Du côté des PME et des ETI, on assiste à un véritable fleurissement, poussant des entreprises qui ne s’étaient encore jamais intéressées au sujet, à franchir le cap. Les dirigeants et décideurs sont en effet de plus en plus questionnés par leurs parties prenantes sur leur stratégie RSE et comprennent la nécessité de faire évoluer leur « feuille de route ». Cette volonté commune d’accompagner les transitions permet aussi aux établissements financiers de disposer d’une vision plus fine du profil de risque de leurs clients.

Mais la volonté des acteurs financiers de traduire leur engagement environnemental en actions remonte à plus loin. À l’instar du Crédit Mutuel Arkéa, entreprise à mission depuis mai 2022 et premier groupe bancaire à se doter d’une « raison d’être » en 2019, les banques assument depuis longtemps le rôle d’accélérateur, d’incitateur, vis-à-vis de la société et de la planète. Accélérer l’intégration de ces enjeux durables en proposant des offres concrètes sonnait alors comme une évidence.

Pour progresser, il faut bien mesurer

Comment l’impact de ces entreprises est-il évalué ? Aujourd’hui, il n’existe pas de standard sur le marché et chaque banque a défini ses propres règles, qui vont de la redistribution de la bonification à une association à l’évaluation de critères objectifs et de leur progression. C’est la démarche que nous avons adoptée chez Arkéa Banque Entreprises et Institutionnels, convaincus que seul ce qui est bien mesuré peut progresser.

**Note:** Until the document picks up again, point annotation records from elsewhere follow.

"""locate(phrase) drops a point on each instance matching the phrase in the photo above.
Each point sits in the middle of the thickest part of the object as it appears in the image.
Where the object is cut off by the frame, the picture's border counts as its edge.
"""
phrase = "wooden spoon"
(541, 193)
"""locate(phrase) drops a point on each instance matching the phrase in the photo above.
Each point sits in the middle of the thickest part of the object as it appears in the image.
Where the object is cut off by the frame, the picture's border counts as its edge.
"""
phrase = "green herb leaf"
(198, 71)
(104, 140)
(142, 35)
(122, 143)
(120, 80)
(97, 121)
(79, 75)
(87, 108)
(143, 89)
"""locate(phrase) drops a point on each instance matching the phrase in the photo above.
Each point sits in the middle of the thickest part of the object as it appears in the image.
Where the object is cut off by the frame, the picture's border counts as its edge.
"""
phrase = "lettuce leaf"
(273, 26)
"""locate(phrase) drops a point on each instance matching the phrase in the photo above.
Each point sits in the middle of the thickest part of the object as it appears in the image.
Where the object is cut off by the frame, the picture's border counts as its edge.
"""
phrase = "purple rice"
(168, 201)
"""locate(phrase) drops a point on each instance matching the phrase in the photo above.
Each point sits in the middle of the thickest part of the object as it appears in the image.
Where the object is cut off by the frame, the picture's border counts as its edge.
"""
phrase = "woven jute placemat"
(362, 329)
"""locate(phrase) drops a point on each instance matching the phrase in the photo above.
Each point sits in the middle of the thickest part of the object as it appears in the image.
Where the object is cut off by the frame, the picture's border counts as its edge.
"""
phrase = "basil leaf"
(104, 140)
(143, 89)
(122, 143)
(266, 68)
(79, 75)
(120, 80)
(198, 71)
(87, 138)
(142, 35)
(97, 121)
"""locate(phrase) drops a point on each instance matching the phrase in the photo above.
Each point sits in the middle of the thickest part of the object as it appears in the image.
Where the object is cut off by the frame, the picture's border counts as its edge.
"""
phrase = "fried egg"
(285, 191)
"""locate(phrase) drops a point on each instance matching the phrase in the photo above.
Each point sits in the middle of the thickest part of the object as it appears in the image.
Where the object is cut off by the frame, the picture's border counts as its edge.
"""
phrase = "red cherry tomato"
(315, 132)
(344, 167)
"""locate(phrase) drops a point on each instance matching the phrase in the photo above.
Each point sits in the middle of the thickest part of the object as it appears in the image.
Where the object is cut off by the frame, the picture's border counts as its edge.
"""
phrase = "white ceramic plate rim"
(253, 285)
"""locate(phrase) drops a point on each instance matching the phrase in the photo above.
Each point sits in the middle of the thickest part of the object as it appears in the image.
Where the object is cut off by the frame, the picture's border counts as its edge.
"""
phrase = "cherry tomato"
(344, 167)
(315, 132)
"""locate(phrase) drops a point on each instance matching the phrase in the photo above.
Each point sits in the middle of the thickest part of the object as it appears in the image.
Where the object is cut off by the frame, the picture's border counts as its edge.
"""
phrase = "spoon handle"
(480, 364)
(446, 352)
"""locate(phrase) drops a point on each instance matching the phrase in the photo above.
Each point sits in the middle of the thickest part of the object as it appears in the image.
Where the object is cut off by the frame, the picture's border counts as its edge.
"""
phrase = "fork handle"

De fait, dès les premières discussions avec un client désireux de mettre en place un prêt à impact, nous nous appuyons sur l’agence de notation extra-financière indépendante EthiFinance, afin de garantir la neutralité des évaluations. À partir d’une grille d’analyse et de critères mis en place spécialement pour ce dispositif et adaptés aux secteurs d’activité de nos clients, l’agence émet des recommandations et identifie des leviers de progression. Au fil des ans, cinq rapports seront remis et commentés aux dirigeants, pour leur permettre d’évaluer les progrès accomplis. Ces rapports qualitatifs sont de véritables sources d’information qu’ils peuvent utiliser dans leur stratégie de développement.

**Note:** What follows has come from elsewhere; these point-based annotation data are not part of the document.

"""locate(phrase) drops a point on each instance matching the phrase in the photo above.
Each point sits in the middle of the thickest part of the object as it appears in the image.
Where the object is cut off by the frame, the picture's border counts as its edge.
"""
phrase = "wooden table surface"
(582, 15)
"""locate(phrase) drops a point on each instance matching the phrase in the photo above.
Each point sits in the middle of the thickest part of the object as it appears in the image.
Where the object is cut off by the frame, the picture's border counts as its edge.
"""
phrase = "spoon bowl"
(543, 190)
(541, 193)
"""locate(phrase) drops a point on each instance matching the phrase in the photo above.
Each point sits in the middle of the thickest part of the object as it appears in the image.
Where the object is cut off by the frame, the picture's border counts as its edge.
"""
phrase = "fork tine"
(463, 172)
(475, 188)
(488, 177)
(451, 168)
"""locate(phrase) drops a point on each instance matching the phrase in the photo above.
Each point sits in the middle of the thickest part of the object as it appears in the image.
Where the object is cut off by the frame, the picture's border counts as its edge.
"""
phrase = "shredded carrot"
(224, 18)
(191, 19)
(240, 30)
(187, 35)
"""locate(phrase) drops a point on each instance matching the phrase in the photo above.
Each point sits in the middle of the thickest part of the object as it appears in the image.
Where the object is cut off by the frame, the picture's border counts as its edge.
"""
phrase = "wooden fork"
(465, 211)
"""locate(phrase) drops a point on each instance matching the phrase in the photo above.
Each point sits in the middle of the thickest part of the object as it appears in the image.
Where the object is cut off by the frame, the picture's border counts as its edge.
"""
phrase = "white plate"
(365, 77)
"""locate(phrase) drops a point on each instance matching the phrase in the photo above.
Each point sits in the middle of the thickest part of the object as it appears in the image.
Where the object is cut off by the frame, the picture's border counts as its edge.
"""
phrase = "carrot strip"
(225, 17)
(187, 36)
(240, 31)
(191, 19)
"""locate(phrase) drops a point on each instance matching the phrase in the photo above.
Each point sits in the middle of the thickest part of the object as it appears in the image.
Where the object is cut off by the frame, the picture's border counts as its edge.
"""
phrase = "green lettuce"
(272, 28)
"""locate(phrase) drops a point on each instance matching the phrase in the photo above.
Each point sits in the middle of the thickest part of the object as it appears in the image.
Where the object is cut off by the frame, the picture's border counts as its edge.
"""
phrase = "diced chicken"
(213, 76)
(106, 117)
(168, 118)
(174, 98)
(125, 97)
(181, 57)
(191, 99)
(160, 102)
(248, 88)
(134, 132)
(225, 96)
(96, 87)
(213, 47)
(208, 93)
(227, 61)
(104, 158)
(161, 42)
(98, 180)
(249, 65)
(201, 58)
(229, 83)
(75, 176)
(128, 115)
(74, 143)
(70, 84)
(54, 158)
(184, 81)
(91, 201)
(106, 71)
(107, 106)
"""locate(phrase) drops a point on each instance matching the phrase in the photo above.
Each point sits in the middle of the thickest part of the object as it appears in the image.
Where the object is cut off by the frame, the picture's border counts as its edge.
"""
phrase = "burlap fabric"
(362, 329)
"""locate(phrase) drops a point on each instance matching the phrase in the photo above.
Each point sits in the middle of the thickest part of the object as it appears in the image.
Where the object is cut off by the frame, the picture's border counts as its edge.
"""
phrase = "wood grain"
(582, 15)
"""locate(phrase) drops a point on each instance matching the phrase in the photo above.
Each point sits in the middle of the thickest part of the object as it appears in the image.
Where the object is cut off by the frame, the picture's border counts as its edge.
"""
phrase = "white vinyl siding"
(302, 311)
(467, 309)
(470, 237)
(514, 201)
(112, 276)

De plus, EthiFinance propose à l’entreprise de se « benchmarker » par rapport à ses pairs, tant au sein du même secteur d’activité que parmi les sociétés de taille similaire. L’entreprise dont le comportement est vertueux peut atteindre une économie pouvant aller jusqu’à 20 % sur le coût initial de son crédit – une incitation forte qui prouve que mêler critères financiers et extra-financiers peut s’avérer rentable !

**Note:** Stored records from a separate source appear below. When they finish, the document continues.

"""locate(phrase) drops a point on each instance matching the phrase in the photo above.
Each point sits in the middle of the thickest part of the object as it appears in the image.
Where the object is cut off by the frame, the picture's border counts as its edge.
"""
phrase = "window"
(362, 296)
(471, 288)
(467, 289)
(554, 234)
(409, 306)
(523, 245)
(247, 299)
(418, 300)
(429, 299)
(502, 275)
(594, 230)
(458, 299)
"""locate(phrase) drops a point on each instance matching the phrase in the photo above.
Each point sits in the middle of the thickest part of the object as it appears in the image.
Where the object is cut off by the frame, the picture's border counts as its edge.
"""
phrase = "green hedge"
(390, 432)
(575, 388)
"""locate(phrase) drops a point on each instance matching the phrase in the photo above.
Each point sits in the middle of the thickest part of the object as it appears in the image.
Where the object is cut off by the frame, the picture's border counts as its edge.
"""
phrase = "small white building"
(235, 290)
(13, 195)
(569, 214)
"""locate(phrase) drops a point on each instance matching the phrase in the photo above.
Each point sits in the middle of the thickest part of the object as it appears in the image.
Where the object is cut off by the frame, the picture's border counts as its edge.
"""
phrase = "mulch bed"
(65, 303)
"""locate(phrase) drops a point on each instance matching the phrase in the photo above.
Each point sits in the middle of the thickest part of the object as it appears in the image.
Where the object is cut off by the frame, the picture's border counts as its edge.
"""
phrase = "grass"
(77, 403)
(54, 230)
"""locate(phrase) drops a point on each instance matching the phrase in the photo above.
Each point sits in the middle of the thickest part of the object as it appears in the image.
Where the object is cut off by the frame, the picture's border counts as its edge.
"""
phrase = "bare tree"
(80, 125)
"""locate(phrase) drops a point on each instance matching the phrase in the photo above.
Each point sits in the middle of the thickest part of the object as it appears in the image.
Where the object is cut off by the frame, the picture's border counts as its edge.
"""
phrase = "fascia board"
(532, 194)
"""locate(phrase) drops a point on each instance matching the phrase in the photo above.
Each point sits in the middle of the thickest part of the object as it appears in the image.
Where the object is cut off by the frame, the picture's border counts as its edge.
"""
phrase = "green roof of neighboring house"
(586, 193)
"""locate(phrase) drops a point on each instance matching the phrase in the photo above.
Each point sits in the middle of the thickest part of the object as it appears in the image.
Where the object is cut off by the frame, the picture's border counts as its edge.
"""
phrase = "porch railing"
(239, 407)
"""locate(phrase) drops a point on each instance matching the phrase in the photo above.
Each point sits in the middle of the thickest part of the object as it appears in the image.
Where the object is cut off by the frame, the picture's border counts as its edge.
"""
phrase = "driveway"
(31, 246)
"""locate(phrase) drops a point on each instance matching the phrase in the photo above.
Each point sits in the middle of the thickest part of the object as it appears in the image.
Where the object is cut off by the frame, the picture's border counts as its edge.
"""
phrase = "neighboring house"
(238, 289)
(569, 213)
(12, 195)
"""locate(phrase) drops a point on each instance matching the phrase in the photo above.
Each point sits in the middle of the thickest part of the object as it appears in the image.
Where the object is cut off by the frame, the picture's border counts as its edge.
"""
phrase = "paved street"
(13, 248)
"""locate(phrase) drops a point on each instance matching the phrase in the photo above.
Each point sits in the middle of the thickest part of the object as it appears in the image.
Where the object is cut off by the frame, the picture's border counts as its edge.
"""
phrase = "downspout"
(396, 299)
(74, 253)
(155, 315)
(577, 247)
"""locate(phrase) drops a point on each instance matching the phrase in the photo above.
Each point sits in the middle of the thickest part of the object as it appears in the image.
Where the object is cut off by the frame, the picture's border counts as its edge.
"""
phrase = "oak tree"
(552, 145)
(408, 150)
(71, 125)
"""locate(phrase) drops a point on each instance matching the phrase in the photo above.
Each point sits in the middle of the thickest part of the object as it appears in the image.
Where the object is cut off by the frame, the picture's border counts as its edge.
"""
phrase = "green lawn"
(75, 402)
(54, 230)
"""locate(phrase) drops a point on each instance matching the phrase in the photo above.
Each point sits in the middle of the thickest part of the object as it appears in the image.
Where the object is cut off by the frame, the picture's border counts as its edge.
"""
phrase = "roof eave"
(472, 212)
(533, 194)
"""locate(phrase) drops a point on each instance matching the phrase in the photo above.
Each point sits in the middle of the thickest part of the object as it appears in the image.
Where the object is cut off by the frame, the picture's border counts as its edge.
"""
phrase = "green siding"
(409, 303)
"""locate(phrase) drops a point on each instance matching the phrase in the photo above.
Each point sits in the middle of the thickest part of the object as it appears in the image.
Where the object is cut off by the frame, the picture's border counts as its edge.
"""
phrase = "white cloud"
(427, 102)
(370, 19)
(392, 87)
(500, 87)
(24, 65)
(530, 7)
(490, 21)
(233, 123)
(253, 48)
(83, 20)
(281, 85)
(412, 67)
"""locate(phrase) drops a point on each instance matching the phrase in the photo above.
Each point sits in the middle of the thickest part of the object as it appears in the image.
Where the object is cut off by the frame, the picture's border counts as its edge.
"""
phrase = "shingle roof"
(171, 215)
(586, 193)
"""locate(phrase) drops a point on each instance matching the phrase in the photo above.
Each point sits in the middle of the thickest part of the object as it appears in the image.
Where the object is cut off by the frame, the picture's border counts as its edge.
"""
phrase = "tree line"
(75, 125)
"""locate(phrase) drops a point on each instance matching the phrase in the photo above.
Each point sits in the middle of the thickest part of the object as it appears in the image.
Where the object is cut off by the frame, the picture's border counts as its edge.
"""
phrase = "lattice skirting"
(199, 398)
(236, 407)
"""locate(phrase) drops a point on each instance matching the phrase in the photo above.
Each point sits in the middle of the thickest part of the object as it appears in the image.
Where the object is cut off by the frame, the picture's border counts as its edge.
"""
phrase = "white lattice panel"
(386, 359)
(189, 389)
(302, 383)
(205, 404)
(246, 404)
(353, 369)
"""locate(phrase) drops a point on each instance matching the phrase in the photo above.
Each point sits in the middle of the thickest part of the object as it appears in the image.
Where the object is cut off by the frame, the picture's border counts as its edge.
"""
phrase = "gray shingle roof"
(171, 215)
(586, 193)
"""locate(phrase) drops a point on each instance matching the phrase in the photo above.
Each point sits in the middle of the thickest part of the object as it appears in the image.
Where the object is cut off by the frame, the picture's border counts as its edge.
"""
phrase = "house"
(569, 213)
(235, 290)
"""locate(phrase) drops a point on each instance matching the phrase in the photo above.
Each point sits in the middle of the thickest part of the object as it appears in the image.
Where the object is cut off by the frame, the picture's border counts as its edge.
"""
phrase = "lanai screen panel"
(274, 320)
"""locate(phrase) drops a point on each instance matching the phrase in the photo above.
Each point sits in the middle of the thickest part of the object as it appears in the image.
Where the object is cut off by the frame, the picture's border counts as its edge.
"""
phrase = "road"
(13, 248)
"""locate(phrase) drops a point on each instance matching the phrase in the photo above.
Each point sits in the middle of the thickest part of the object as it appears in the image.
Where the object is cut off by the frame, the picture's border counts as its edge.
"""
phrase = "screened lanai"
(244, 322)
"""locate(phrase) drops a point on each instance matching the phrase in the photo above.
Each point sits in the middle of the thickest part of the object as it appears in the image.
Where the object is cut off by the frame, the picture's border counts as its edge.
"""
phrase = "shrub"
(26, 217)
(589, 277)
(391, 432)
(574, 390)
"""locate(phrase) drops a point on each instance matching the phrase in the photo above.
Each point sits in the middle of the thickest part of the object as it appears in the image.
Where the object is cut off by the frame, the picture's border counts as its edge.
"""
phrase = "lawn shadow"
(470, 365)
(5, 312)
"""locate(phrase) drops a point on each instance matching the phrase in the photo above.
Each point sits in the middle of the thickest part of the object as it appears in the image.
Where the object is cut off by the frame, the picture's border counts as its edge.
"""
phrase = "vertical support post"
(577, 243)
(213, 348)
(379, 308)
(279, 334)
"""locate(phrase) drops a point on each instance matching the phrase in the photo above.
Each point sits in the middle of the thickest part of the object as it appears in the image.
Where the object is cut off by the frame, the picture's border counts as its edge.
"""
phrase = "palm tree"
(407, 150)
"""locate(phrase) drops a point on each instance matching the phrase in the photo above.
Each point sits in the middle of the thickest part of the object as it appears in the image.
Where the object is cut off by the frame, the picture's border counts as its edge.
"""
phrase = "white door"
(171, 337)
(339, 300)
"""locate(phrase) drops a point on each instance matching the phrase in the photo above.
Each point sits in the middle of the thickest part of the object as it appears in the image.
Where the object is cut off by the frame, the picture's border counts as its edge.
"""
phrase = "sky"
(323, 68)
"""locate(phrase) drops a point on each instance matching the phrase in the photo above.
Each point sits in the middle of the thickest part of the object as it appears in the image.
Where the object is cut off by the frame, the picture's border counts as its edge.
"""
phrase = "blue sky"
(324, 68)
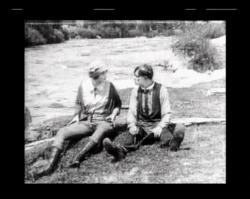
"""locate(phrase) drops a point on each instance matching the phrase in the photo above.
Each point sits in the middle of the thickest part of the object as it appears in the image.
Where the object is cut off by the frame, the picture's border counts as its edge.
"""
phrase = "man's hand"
(111, 118)
(75, 119)
(133, 130)
(157, 131)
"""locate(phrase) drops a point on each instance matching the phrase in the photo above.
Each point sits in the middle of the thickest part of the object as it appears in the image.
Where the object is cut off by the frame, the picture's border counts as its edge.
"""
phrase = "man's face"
(139, 80)
(99, 79)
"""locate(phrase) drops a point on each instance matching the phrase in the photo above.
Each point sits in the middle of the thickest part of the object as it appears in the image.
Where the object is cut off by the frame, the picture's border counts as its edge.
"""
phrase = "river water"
(53, 72)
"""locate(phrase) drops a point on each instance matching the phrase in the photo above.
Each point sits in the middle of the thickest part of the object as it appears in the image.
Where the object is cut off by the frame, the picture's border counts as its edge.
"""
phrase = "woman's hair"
(145, 70)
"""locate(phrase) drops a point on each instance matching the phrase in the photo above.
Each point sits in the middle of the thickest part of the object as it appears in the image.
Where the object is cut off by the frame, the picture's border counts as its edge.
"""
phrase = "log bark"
(34, 149)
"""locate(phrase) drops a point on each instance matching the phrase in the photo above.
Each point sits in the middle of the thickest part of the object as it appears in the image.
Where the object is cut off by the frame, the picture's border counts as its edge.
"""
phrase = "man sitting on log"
(148, 117)
(97, 105)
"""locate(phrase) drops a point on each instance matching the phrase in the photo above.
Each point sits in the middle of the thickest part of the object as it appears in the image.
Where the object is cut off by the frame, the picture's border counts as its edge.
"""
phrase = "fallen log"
(34, 148)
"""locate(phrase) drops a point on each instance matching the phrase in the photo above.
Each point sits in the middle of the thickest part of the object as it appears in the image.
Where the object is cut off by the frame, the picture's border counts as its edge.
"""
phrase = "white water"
(53, 72)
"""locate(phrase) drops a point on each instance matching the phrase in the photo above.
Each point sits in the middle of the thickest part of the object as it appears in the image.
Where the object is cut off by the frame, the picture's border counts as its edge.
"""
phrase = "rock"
(27, 116)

L’essor des crédits à impact a redistribué les cartes au sein des banques et a décloisonné les frontières en soulignant le lien étroit entre finance et RSE. Aujourd’hui, le rôle du banquier ne se résume pas à distribuer une offre de produits, mais est bien d’être impliqué au cœur de la stratégie des entreprises, en conseillant et en accompagnant au mieux leurs transitions environnementales. Pour aller plus loin, des offres très diverses, par exemple en matière de transition énergétique, ont vu le jour et ont complètement transformé l’expérience client. Les banques sont également concernées dans leur propre gestion : à leur tour, elles doivent s’inscrire dans l’exemplarité et le progrès, en plaçant l’extra-financier au cœur de leur stratégie et en se soumettant aux mêmes évaluations que leurs clients. Dans le contexte de sobriété actuel, cette exemplarité sera d’autant plus attendue.

Mais le prêt à impact ne concerne pas que les PME et les ETI. Arkéa Banque Entreprises et Institutionnels a en effet souhaité élargir peu à peu son offre « Arkéa Pact » à toute la chaîne des acteurs économiques des territoires, et à ceux du secteur public local notamment. La banque est convaincue que les prêts à impact représentent de véritables leviers de développement responsable et que c’est en menant une action globale à l’échelle du territoire que les changements pourront réellement s’opérer.